Davos WEF
Davos WEF

IMF hoping for a 'more comprehensive' US-China deal as the months go by

Key Points
  • In its latest economic update, released Monday, the IMF trimmed its global growth forecasts.
  • The signing of the "phase one" deal is expected to boost the Chinese economy slightly.
  • The IMF upped its growth forecast for China by 0.2 percentage points for 2020, to 6%.
International Monetary Fund chief economist Gita Gopinath speaks during a press conference in Washington D.C., on April 9, 2019.
Liu Jie | Xinhua News Agency | Getty Images

DAVOS, Switzerland — The International Monetary Fund (IMF) is hoping that China and the United States will reach a broader trade agreement in the coming months, despite the recent signing of their "phase one" deal.

The two largest economies in the world agreed to roll back some of their existing trade tariffs last week in what was dubbed as a "phase one" deal. The agreement also envisaged higher Chinese purchases of U.S. agricultural goods and it was seen as a temporary truce in a two-year-long dispute between Washington, D.C., and Beijing. However, the IMF is expecting more from both nations.

"While we have had positive news with the U.S.-China 'phase one' trade deal, there's obviously a lot more that still needs to be done," Gita Gopinath, the IMF's chief economist, told CNBC Monday.

"We would hope there would be a more comprehensive deal between the U.S. and China as the months go by," Gopinath also told CNBC at the World Economic Forum in Davos, Switzerland.

In its latest economic update, released Monday, the IMF trimmed its global growth forecasts. The Fund now expects a global growth rate of 3.3% for 2020. In the report, the IMF also warned that trade tensions and disruptions could return.

The signing of the deal is expected to boost the Chinese economy slightly.
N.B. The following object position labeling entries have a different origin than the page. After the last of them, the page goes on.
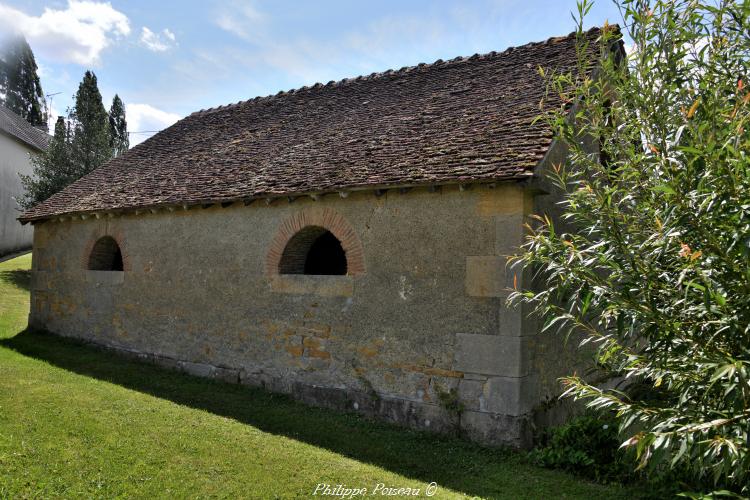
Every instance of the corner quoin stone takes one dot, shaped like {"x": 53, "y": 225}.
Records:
{"x": 498, "y": 355}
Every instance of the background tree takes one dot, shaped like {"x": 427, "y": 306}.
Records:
{"x": 80, "y": 144}
{"x": 89, "y": 123}
{"x": 657, "y": 272}
{"x": 118, "y": 127}
{"x": 20, "y": 84}
{"x": 52, "y": 169}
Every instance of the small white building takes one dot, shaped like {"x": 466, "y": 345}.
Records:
{"x": 18, "y": 141}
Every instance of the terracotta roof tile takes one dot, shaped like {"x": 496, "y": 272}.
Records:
{"x": 467, "y": 119}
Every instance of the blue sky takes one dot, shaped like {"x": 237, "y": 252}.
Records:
{"x": 168, "y": 59}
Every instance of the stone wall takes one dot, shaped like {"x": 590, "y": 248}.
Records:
{"x": 14, "y": 158}
{"x": 421, "y": 315}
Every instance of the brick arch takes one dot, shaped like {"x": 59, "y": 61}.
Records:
{"x": 325, "y": 218}
{"x": 96, "y": 236}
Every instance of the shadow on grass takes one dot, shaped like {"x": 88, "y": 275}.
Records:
{"x": 451, "y": 462}
{"x": 17, "y": 277}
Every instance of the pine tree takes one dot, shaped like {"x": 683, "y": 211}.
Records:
{"x": 89, "y": 121}
{"x": 20, "y": 83}
{"x": 52, "y": 169}
{"x": 80, "y": 144}
{"x": 118, "y": 127}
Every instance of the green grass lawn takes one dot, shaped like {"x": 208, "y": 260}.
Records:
{"x": 80, "y": 422}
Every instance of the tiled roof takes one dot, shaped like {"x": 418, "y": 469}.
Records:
{"x": 464, "y": 120}
{"x": 17, "y": 127}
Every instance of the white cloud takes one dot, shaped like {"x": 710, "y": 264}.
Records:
{"x": 157, "y": 42}
{"x": 78, "y": 33}
{"x": 147, "y": 120}
{"x": 242, "y": 20}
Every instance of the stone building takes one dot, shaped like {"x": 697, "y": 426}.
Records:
{"x": 18, "y": 142}
{"x": 344, "y": 243}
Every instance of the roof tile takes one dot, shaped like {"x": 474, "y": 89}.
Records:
{"x": 468, "y": 119}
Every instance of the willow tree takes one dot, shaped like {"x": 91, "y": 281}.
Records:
{"x": 656, "y": 273}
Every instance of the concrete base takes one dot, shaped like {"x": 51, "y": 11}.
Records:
{"x": 491, "y": 429}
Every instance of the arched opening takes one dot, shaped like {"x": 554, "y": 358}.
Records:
{"x": 106, "y": 255}
{"x": 313, "y": 250}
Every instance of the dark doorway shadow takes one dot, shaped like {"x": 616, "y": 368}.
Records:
{"x": 18, "y": 277}
{"x": 452, "y": 462}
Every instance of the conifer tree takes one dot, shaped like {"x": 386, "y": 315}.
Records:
{"x": 80, "y": 144}
{"x": 20, "y": 84}
{"x": 89, "y": 121}
{"x": 118, "y": 127}
{"x": 52, "y": 169}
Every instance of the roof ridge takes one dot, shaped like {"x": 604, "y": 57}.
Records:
{"x": 392, "y": 72}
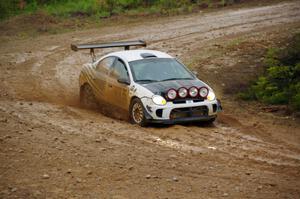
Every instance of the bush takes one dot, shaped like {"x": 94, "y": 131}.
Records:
{"x": 281, "y": 82}
{"x": 102, "y": 7}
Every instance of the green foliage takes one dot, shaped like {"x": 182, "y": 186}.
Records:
{"x": 102, "y": 8}
{"x": 281, "y": 83}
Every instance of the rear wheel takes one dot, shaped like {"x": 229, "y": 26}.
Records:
{"x": 87, "y": 97}
{"x": 137, "y": 113}
{"x": 209, "y": 122}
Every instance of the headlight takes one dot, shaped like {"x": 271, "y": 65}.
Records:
{"x": 193, "y": 91}
{"x": 182, "y": 92}
{"x": 172, "y": 94}
{"x": 211, "y": 96}
{"x": 203, "y": 92}
{"x": 159, "y": 100}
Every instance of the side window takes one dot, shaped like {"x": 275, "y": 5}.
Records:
{"x": 105, "y": 64}
{"x": 119, "y": 70}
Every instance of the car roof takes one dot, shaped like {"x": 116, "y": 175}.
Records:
{"x": 133, "y": 55}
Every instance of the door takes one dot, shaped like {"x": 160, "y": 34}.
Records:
{"x": 118, "y": 85}
{"x": 101, "y": 76}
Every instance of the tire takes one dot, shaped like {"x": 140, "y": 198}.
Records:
{"x": 137, "y": 113}
{"x": 209, "y": 122}
{"x": 87, "y": 97}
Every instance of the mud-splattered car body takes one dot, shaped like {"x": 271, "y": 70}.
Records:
{"x": 151, "y": 86}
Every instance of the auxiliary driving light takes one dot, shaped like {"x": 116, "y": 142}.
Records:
{"x": 182, "y": 92}
{"x": 193, "y": 91}
{"x": 203, "y": 92}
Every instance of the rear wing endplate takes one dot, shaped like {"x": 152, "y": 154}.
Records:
{"x": 125, "y": 44}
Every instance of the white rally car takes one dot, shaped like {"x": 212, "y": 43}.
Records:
{"x": 149, "y": 86}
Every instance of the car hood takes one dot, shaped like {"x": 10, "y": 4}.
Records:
{"x": 159, "y": 88}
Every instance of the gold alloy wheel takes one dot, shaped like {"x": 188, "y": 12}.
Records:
{"x": 137, "y": 113}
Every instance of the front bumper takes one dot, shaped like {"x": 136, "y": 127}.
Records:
{"x": 189, "y": 111}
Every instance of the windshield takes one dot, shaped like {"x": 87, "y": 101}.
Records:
{"x": 158, "y": 69}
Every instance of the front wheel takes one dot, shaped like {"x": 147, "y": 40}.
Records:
{"x": 137, "y": 113}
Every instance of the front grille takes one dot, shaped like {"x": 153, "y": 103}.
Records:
{"x": 198, "y": 111}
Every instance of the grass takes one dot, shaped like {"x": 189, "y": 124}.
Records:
{"x": 104, "y": 8}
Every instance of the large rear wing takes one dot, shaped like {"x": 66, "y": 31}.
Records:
{"x": 125, "y": 44}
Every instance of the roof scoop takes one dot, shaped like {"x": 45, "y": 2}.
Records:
{"x": 147, "y": 55}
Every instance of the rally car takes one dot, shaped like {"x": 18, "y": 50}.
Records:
{"x": 151, "y": 86}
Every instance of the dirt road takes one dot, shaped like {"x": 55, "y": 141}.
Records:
{"x": 51, "y": 148}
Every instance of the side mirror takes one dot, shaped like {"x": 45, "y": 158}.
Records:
{"x": 195, "y": 72}
{"x": 124, "y": 81}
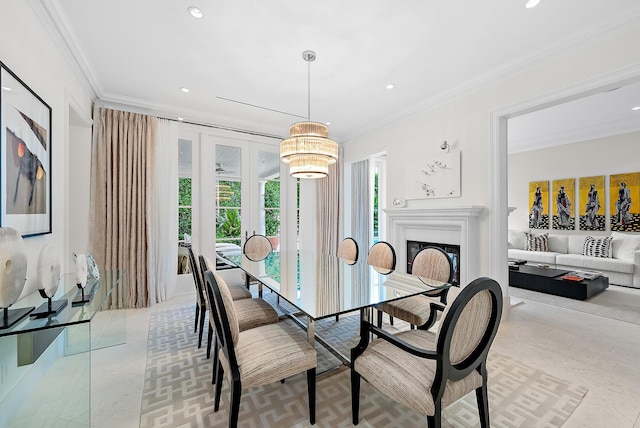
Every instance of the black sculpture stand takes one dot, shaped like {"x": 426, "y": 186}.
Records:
{"x": 49, "y": 308}
{"x": 12, "y": 316}
{"x": 82, "y": 298}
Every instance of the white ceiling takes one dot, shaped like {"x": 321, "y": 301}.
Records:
{"x": 141, "y": 52}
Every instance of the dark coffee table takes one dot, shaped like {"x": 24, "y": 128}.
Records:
{"x": 547, "y": 280}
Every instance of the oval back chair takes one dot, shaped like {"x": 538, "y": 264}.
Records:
{"x": 382, "y": 257}
{"x": 348, "y": 250}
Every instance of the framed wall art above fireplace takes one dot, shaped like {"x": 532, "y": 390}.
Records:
{"x": 25, "y": 157}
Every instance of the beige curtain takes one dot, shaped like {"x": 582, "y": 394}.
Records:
{"x": 328, "y": 237}
{"x": 122, "y": 164}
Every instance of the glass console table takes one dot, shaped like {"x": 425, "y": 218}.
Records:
{"x": 45, "y": 363}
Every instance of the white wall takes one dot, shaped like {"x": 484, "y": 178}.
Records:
{"x": 26, "y": 48}
{"x": 466, "y": 122}
{"x": 604, "y": 156}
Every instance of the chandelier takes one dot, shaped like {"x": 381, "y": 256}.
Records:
{"x": 309, "y": 151}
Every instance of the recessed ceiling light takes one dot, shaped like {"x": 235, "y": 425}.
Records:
{"x": 195, "y": 12}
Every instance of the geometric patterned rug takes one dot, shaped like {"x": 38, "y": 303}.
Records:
{"x": 178, "y": 391}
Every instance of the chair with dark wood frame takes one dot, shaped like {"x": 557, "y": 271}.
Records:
{"x": 426, "y": 371}
{"x": 248, "y": 360}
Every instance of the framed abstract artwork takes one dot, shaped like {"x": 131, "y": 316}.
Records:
{"x": 25, "y": 157}
{"x": 539, "y": 204}
{"x": 624, "y": 200}
{"x": 592, "y": 203}
{"x": 563, "y": 197}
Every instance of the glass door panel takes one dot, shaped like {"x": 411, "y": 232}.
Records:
{"x": 228, "y": 195}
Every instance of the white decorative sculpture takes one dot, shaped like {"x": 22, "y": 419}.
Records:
{"x": 81, "y": 269}
{"x": 13, "y": 266}
{"x": 93, "y": 266}
{"x": 48, "y": 275}
{"x": 13, "y": 275}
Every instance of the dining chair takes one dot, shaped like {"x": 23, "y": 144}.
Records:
{"x": 348, "y": 250}
{"x": 251, "y": 313}
{"x": 427, "y": 371}
{"x": 382, "y": 257}
{"x": 421, "y": 311}
{"x": 258, "y": 356}
{"x": 238, "y": 292}
{"x": 257, "y": 247}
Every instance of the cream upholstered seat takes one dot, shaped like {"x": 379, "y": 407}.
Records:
{"x": 258, "y": 356}
{"x": 432, "y": 263}
{"x": 426, "y": 371}
{"x": 257, "y": 247}
{"x": 348, "y": 250}
{"x": 251, "y": 313}
{"x": 382, "y": 257}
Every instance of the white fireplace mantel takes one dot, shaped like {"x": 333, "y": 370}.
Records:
{"x": 454, "y": 225}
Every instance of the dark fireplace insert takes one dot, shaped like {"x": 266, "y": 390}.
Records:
{"x": 413, "y": 247}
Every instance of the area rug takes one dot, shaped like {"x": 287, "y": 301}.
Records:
{"x": 178, "y": 390}
{"x": 616, "y": 302}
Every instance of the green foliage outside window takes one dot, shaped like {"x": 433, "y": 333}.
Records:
{"x": 272, "y": 200}
{"x": 184, "y": 207}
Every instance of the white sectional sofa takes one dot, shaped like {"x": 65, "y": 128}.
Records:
{"x": 566, "y": 252}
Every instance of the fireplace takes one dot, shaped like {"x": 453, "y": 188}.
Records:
{"x": 414, "y": 247}
{"x": 453, "y": 226}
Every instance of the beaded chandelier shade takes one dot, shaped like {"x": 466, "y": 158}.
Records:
{"x": 309, "y": 151}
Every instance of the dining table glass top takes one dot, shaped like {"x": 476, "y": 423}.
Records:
{"x": 323, "y": 285}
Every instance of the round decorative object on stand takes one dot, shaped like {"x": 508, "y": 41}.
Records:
{"x": 48, "y": 271}
{"x": 82, "y": 272}
{"x": 93, "y": 266}
{"x": 48, "y": 278}
{"x": 13, "y": 275}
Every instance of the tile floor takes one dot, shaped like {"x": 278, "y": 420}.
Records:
{"x": 600, "y": 353}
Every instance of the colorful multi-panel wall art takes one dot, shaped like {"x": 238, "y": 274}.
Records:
{"x": 624, "y": 202}
{"x": 539, "y": 205}
{"x": 555, "y": 204}
{"x": 563, "y": 213}
{"x": 592, "y": 211}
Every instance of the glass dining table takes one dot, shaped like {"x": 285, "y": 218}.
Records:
{"x": 321, "y": 285}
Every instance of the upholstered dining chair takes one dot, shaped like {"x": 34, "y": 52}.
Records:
{"x": 382, "y": 257}
{"x": 238, "y": 293}
{"x": 251, "y": 313}
{"x": 348, "y": 250}
{"x": 430, "y": 262}
{"x": 256, "y": 357}
{"x": 257, "y": 247}
{"x": 427, "y": 371}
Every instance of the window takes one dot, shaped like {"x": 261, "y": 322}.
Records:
{"x": 184, "y": 191}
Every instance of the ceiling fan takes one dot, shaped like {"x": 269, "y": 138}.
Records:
{"x": 221, "y": 170}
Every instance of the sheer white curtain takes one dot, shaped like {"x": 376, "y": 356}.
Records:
{"x": 361, "y": 216}
{"x": 162, "y": 214}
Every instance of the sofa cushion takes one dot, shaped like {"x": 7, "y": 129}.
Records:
{"x": 597, "y": 247}
{"x": 576, "y": 244}
{"x": 516, "y": 239}
{"x": 558, "y": 243}
{"x": 581, "y": 262}
{"x": 546, "y": 257}
{"x": 623, "y": 245}
{"x": 536, "y": 242}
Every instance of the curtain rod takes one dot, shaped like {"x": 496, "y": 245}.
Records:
{"x": 225, "y": 128}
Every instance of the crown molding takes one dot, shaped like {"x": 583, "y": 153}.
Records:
{"x": 55, "y": 22}
{"x": 608, "y": 29}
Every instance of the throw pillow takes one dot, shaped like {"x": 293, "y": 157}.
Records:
{"x": 537, "y": 242}
{"x": 597, "y": 247}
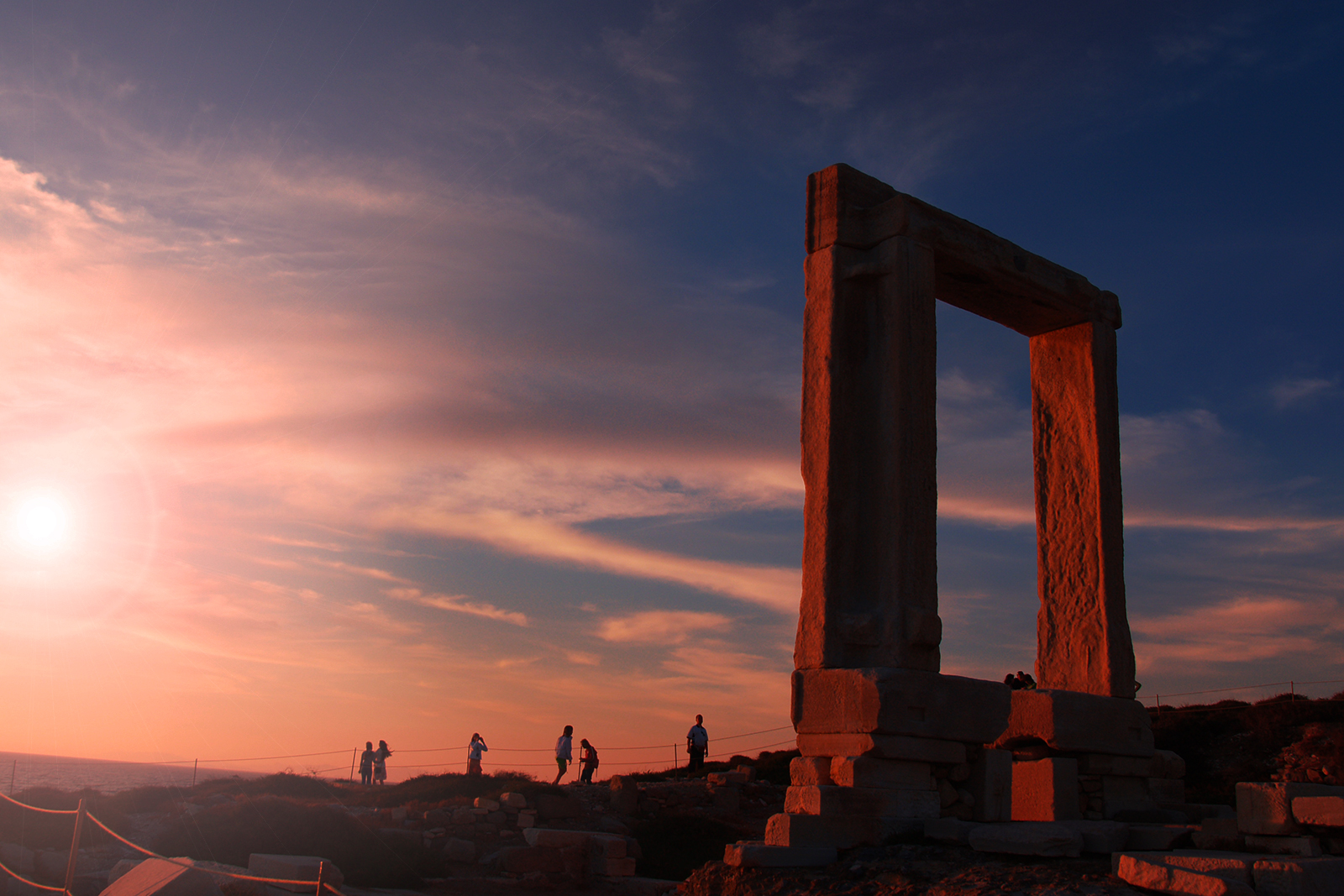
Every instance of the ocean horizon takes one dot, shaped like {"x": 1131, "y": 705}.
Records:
{"x": 22, "y": 770}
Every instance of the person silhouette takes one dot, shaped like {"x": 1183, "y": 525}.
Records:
{"x": 474, "y": 754}
{"x": 588, "y": 762}
{"x": 564, "y": 752}
{"x": 381, "y": 762}
{"x": 696, "y": 745}
{"x": 366, "y": 763}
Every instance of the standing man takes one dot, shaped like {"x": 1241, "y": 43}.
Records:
{"x": 474, "y": 754}
{"x": 696, "y": 745}
{"x": 564, "y": 752}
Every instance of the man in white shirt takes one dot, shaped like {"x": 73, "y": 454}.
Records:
{"x": 564, "y": 752}
{"x": 696, "y": 743}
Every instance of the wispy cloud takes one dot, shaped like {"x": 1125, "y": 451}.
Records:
{"x": 457, "y": 604}
{"x": 660, "y": 626}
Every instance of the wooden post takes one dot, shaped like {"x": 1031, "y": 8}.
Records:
{"x": 74, "y": 851}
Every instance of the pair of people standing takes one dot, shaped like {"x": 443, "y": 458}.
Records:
{"x": 373, "y": 763}
{"x": 564, "y": 755}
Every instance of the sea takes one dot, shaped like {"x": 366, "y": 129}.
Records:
{"x": 24, "y": 770}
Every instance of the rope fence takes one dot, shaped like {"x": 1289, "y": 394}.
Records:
{"x": 320, "y": 886}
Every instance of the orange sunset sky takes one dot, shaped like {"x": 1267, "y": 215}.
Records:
{"x": 398, "y": 371}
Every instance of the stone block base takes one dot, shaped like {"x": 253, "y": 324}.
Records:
{"x": 1027, "y": 840}
{"x": 898, "y": 701}
{"x": 871, "y": 772}
{"x": 748, "y": 853}
{"x": 862, "y": 801}
{"x": 1045, "y": 790}
{"x": 1079, "y": 723}
{"x": 884, "y": 746}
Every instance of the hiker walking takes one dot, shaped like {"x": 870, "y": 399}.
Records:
{"x": 564, "y": 752}
{"x": 474, "y": 754}
{"x": 381, "y": 762}
{"x": 696, "y": 745}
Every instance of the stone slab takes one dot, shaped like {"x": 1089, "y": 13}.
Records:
{"x": 1102, "y": 837}
{"x": 873, "y": 772}
{"x": 884, "y": 746}
{"x": 1099, "y": 763}
{"x": 1045, "y": 790}
{"x": 1153, "y": 873}
{"x": 1299, "y": 876}
{"x": 746, "y": 853}
{"x": 990, "y": 786}
{"x": 862, "y": 801}
{"x": 810, "y": 772}
{"x": 1267, "y": 808}
{"x": 1156, "y": 837}
{"x": 839, "y": 832}
{"x": 296, "y": 868}
{"x": 949, "y": 831}
{"x": 1027, "y": 839}
{"x": 1073, "y": 721}
{"x": 160, "y": 878}
{"x": 898, "y": 701}
{"x": 1281, "y": 846}
{"x": 1326, "y": 812}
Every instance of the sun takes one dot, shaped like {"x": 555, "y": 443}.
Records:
{"x": 40, "y": 521}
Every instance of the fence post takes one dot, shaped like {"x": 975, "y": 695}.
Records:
{"x": 74, "y": 851}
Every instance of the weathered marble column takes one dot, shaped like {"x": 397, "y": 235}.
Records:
{"x": 1082, "y": 631}
{"x": 870, "y": 593}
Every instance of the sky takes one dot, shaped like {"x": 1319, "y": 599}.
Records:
{"x": 410, "y": 369}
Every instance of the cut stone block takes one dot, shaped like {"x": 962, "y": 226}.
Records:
{"x": 898, "y": 701}
{"x": 746, "y": 853}
{"x": 810, "y": 772}
{"x": 1100, "y": 763}
{"x": 1156, "y": 837}
{"x": 949, "y": 831}
{"x": 159, "y": 878}
{"x": 1299, "y": 876}
{"x": 839, "y": 832}
{"x": 1072, "y": 721}
{"x": 884, "y": 746}
{"x": 1045, "y": 790}
{"x": 1126, "y": 794}
{"x": 1167, "y": 790}
{"x": 1220, "y": 864}
{"x": 862, "y": 801}
{"x": 1104, "y": 837}
{"x": 1163, "y": 765}
{"x": 622, "y": 867}
{"x": 1027, "y": 839}
{"x": 1153, "y": 873}
{"x": 1327, "y": 812}
{"x": 1280, "y": 846}
{"x": 296, "y": 868}
{"x": 871, "y": 772}
{"x": 1267, "y": 808}
{"x": 990, "y": 786}
{"x": 460, "y": 851}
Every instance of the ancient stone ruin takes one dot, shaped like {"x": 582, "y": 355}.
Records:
{"x": 887, "y": 741}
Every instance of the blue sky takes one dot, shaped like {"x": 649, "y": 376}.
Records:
{"x": 412, "y": 369}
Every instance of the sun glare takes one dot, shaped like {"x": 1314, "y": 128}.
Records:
{"x": 40, "y": 523}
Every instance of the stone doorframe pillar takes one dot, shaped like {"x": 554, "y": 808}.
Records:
{"x": 877, "y": 261}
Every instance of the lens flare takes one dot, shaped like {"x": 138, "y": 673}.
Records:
{"x": 40, "y": 523}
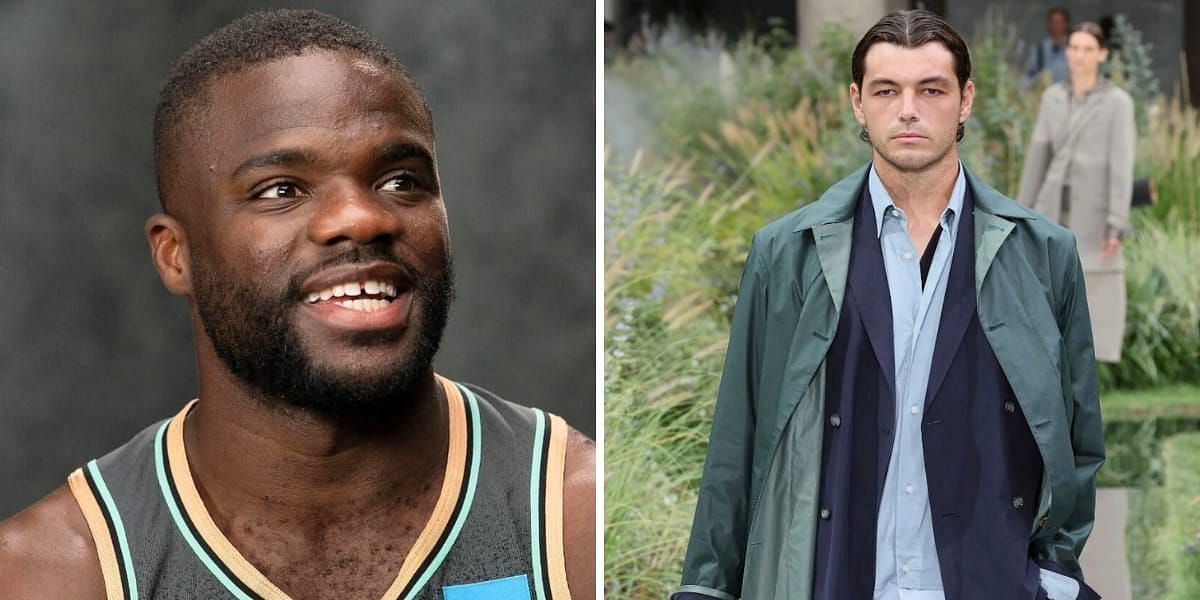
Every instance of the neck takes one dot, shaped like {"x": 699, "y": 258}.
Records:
{"x": 251, "y": 453}
{"x": 922, "y": 195}
{"x": 1083, "y": 83}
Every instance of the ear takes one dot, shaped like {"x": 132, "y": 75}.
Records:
{"x": 856, "y": 102}
{"x": 168, "y": 251}
{"x": 967, "y": 101}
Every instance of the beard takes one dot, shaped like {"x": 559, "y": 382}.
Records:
{"x": 255, "y": 335}
{"x": 911, "y": 162}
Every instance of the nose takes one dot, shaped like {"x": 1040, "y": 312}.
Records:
{"x": 909, "y": 106}
{"x": 351, "y": 213}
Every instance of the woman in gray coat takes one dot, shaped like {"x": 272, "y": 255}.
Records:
{"x": 1079, "y": 172}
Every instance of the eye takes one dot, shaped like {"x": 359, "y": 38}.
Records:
{"x": 399, "y": 184}
{"x": 281, "y": 190}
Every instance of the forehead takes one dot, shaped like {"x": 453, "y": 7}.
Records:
{"x": 316, "y": 90}
{"x": 1084, "y": 39}
{"x": 892, "y": 61}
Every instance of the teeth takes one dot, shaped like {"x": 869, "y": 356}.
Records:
{"x": 364, "y": 305}
{"x": 354, "y": 288}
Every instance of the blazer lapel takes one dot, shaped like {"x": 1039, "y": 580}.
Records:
{"x": 959, "y": 304}
{"x": 869, "y": 285}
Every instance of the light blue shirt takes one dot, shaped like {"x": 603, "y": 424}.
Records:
{"x": 1053, "y": 58}
{"x": 906, "y": 556}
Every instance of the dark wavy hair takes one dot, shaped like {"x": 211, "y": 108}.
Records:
{"x": 912, "y": 29}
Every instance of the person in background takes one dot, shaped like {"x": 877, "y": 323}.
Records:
{"x": 1079, "y": 172}
{"x": 1049, "y": 54}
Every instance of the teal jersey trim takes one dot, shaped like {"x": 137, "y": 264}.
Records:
{"x": 468, "y": 497}
{"x": 115, "y": 516}
{"x": 184, "y": 529}
{"x": 535, "y": 511}
{"x": 508, "y": 588}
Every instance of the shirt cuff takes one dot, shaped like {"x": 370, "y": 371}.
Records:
{"x": 1057, "y": 586}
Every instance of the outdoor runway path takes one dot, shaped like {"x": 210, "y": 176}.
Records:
{"x": 1104, "y": 556}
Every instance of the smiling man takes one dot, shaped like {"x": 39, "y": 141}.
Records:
{"x": 323, "y": 457}
{"x": 909, "y": 408}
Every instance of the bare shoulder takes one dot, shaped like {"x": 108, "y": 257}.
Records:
{"x": 47, "y": 551}
{"x": 580, "y": 515}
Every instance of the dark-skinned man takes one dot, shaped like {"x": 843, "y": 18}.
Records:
{"x": 323, "y": 457}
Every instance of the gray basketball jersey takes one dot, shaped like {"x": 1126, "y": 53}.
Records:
{"x": 496, "y": 531}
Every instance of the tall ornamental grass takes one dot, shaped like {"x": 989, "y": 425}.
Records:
{"x": 708, "y": 141}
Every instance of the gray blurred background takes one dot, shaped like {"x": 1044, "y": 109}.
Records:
{"x": 95, "y": 348}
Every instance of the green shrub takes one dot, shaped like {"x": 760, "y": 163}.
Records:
{"x": 1162, "y": 340}
{"x": 1164, "y": 527}
{"x": 1134, "y": 425}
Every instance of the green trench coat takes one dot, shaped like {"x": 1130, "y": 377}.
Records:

The IMF upped its growth forecast for China by 0.2 percentage points for 2020 to 6%.

"However, unresolved disputes on broader U.S.-China economic relations, as well as needed domestic financial regulatory strengthening, are expected to continue weighing on activity," the IMF said Monday.

Speaking to CNBC at Davos, Gopinath added that "trade tensions and disruptions is something that we put out there as an important risk."